Superati i criteri discriminatori sulla residenza e sugli immobili all’estero
Le modifiche introdotte vanno a correggere alcune delle criticità segnalate negli ultimi anni dalle stesse organizzazioni. Tra queste, il requisito di residenza prolungata per l’accesso agli alloggi ERP, dichiarato incostituzionale dalla Corte Costituzionale perché in contrasto con i principi di eguaglianza e ragionevolezza. “Abbiamo difeso con fermezza questo principio negli ultimi cinque anni e oggi la Corte conferma che la nostra battaglia era fondata”, sottolineano le associazioni.

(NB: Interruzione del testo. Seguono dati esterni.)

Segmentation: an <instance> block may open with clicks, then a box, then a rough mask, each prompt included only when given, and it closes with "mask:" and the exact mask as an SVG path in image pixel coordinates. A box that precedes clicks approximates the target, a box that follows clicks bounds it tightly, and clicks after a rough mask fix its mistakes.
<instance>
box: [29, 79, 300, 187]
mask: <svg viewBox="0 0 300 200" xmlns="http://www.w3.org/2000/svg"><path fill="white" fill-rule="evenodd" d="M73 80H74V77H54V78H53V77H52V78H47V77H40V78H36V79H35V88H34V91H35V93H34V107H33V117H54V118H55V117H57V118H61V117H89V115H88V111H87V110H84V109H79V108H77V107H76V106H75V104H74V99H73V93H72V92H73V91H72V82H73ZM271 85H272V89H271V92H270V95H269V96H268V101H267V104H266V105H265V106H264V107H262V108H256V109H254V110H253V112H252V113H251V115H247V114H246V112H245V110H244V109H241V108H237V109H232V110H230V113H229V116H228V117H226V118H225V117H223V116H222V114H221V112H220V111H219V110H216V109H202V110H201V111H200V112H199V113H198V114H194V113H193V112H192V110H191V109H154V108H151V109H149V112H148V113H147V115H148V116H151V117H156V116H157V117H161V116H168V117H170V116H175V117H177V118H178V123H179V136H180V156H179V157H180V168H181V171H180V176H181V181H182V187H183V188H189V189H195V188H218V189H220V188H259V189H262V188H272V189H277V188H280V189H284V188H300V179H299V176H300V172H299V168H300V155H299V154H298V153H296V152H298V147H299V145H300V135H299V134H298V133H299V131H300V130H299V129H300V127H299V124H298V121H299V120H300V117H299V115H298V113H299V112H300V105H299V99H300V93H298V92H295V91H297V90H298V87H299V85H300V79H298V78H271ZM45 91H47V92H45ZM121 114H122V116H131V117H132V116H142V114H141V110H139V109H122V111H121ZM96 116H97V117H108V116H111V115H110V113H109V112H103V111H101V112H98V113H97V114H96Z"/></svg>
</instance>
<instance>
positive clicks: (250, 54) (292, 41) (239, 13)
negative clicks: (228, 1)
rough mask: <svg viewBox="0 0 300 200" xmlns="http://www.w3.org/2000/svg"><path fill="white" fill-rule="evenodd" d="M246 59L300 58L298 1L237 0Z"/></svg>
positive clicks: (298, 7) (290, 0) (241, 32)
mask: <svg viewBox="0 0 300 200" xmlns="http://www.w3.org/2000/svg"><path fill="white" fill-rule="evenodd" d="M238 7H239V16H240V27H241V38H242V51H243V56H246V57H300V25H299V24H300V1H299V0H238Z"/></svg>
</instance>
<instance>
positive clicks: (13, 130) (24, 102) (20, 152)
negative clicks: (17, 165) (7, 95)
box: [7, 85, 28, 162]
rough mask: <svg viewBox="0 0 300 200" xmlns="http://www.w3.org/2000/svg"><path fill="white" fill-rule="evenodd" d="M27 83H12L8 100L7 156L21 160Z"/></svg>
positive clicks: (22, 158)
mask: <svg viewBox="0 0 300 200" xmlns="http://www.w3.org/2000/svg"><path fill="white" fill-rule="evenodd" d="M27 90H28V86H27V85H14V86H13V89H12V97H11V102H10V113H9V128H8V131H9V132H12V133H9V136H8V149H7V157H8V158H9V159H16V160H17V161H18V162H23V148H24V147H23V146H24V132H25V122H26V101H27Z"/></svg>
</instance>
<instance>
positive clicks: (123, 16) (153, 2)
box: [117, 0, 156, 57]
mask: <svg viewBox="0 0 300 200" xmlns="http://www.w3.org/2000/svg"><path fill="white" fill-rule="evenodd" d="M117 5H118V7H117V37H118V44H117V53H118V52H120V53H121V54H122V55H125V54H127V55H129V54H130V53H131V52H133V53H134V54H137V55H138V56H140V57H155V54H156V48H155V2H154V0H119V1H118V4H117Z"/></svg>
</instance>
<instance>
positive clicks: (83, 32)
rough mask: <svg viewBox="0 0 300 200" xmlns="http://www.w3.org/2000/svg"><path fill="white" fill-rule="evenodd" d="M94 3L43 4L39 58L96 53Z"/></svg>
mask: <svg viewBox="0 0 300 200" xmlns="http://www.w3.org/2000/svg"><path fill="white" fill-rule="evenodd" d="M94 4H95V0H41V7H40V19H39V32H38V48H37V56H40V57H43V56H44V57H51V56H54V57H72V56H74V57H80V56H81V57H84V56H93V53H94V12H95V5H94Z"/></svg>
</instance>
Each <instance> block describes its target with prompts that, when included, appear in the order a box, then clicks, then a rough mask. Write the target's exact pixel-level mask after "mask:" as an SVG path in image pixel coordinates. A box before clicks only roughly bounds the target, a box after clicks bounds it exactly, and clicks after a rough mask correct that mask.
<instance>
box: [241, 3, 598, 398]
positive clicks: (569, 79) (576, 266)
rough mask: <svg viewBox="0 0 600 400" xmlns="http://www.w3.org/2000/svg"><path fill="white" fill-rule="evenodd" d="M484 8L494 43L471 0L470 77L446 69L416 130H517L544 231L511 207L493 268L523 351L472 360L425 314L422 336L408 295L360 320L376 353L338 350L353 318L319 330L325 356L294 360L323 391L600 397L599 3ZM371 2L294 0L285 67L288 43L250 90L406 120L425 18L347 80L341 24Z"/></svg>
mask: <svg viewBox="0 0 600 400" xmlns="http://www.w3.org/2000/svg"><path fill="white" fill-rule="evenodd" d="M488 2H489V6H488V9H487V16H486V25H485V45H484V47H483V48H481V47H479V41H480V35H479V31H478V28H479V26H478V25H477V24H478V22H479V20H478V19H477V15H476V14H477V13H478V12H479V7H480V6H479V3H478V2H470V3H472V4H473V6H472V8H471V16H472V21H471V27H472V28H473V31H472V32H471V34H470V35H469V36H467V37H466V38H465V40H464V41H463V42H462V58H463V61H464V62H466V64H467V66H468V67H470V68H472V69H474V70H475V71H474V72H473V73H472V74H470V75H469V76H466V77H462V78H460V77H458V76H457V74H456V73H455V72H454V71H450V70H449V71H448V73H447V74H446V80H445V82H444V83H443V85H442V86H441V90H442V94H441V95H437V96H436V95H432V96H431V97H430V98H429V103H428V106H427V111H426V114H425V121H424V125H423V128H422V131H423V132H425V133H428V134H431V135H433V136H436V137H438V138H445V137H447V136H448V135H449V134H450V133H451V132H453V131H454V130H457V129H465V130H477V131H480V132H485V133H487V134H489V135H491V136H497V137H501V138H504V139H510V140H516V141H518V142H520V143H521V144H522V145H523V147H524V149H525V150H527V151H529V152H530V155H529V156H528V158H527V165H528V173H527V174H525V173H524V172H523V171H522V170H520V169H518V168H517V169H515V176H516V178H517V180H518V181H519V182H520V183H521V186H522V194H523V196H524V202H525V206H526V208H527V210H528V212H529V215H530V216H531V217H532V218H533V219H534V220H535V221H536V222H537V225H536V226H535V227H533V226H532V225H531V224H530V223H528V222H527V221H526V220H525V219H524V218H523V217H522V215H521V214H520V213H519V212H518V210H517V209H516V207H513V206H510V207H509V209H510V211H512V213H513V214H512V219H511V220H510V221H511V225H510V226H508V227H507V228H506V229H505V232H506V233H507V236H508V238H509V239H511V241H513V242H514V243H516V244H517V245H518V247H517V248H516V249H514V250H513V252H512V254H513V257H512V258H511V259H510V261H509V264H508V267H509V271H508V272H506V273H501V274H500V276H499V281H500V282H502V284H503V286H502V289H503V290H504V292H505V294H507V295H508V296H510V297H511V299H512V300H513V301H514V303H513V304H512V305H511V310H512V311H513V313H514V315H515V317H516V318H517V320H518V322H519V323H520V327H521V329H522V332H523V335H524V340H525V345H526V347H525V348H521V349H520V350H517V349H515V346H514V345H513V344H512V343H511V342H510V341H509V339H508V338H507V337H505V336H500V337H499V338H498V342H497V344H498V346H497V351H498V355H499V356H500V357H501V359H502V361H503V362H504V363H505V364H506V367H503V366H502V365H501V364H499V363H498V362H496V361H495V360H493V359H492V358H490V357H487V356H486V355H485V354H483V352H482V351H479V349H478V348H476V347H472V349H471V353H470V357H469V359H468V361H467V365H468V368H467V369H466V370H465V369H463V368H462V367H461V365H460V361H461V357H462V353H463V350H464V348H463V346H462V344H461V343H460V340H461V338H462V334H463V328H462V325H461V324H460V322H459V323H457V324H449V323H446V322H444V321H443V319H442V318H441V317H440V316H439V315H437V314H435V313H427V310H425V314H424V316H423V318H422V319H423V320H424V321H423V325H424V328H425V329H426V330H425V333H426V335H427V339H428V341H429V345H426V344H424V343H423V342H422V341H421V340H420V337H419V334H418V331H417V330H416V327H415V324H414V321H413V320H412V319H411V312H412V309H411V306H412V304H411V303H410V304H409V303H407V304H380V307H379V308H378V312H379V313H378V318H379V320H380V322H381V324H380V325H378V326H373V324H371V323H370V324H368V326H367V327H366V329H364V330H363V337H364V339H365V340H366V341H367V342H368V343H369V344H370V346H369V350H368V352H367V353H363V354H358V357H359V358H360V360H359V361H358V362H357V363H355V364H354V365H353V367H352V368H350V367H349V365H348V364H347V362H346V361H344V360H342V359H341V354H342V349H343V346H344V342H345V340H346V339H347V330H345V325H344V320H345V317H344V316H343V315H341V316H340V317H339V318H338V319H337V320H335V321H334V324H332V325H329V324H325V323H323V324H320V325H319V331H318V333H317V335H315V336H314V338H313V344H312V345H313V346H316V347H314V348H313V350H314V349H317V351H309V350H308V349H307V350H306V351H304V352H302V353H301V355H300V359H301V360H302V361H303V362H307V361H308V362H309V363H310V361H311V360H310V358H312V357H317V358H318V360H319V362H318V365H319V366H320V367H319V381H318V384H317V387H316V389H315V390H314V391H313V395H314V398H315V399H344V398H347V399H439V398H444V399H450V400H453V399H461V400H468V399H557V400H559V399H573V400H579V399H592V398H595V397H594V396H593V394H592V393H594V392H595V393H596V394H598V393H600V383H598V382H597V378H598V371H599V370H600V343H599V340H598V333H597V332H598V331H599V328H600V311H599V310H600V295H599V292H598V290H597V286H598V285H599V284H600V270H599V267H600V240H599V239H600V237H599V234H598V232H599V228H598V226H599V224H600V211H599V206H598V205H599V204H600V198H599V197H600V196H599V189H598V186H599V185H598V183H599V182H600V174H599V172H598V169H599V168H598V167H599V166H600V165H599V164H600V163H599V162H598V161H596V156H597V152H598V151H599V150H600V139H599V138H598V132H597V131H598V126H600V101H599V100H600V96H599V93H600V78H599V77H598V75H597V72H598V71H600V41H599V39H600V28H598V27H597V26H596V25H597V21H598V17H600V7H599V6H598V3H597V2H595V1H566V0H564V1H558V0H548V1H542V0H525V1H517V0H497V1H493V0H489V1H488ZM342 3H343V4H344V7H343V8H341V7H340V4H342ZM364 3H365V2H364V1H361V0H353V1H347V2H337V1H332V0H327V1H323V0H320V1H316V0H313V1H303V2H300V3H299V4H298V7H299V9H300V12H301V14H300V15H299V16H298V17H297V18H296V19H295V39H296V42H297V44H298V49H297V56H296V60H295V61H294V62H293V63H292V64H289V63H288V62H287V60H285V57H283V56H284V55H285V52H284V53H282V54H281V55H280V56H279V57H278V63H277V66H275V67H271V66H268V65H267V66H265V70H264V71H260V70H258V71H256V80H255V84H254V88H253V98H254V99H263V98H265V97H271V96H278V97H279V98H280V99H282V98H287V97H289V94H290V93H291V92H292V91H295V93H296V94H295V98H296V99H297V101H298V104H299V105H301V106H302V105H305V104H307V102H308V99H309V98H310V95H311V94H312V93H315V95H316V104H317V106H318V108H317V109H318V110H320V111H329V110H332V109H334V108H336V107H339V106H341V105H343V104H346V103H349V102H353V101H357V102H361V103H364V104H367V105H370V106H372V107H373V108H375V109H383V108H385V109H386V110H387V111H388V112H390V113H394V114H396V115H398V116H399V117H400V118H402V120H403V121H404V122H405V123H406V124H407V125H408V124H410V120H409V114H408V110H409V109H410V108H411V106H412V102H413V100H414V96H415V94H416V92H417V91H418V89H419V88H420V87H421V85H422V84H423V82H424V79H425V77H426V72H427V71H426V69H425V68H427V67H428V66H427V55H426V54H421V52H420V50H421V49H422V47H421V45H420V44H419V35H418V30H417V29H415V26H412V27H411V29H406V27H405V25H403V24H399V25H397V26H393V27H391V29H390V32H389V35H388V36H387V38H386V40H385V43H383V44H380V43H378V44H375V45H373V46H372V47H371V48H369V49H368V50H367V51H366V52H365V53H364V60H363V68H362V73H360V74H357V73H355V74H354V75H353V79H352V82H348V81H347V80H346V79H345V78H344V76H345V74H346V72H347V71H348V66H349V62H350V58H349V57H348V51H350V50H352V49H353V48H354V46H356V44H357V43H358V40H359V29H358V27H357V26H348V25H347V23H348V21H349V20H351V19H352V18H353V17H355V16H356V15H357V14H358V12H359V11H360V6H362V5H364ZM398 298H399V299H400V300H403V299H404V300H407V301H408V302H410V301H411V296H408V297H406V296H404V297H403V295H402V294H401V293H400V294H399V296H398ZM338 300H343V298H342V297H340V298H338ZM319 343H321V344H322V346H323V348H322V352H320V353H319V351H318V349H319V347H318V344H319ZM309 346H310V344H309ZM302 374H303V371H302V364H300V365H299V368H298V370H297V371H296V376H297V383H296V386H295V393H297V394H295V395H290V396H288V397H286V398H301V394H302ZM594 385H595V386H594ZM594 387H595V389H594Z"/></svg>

Un altro aspetto chiave della riforma è l’eliminazione della verifica del possesso di immobili all’estero, una misura che ha creato in passato ostacoli burocratici insormontabili. “Numerose ambasciate hanno dichiarato di non poter certificare queste informazioni, trasformando un requisito di verifica impossibile in un ostacolo che ha bloccato l’assegnazione delle case a chi ne aveva diritto”, evidenziano le organizzazioni.
Stop all’esclusione basata su precedenti penali
Un altro elemento significativo della riforma è l’abolizione del requisito relativo ai precedenti penali passati in giudicato, introdotto dalla precedente legislatura con finalità più ideologiche che pratiche. “Questa norma ha finito per negare un diritto fondamentale a interi nuclei familiari, colpendo non solo chi aveva già saldato il proprio debito con la giustizia, ma anche i suoi familiari”, affermano le associazioni. Una misura che ha violato il principio costituzionale della responsabilità penale personale, secondo cui “le colpe dei padri non devono ricadere sui figli”.
Maggiore equità nell’accesso alla casa
Le organizzazioni sottolineano l’importanza di criteri oggettivi basati sulle reali condizioni di bisogno, eliminando barriere burocratiche e garantendo tempi più rapidi per l’assegnazione degli alloggi ERP. “La verifica degli immobili all’estero ha solo complicato le procedure, bloccando le assegnazioni invece di agevolarle”.
Per questi motivi, SUNIA Umbria, SICET Umbria, UNIAT Umbria e Unione Inquilini Umbria ribadiscono la propria disponibilità a partecipare al confronto per una riforma più ampia e strutturale. “Porteremo avanti le nostre proposte affinché la legge garantisca davvero il diritto alla casa, in nome di equità, giustizia sociale e dignità delle persone”.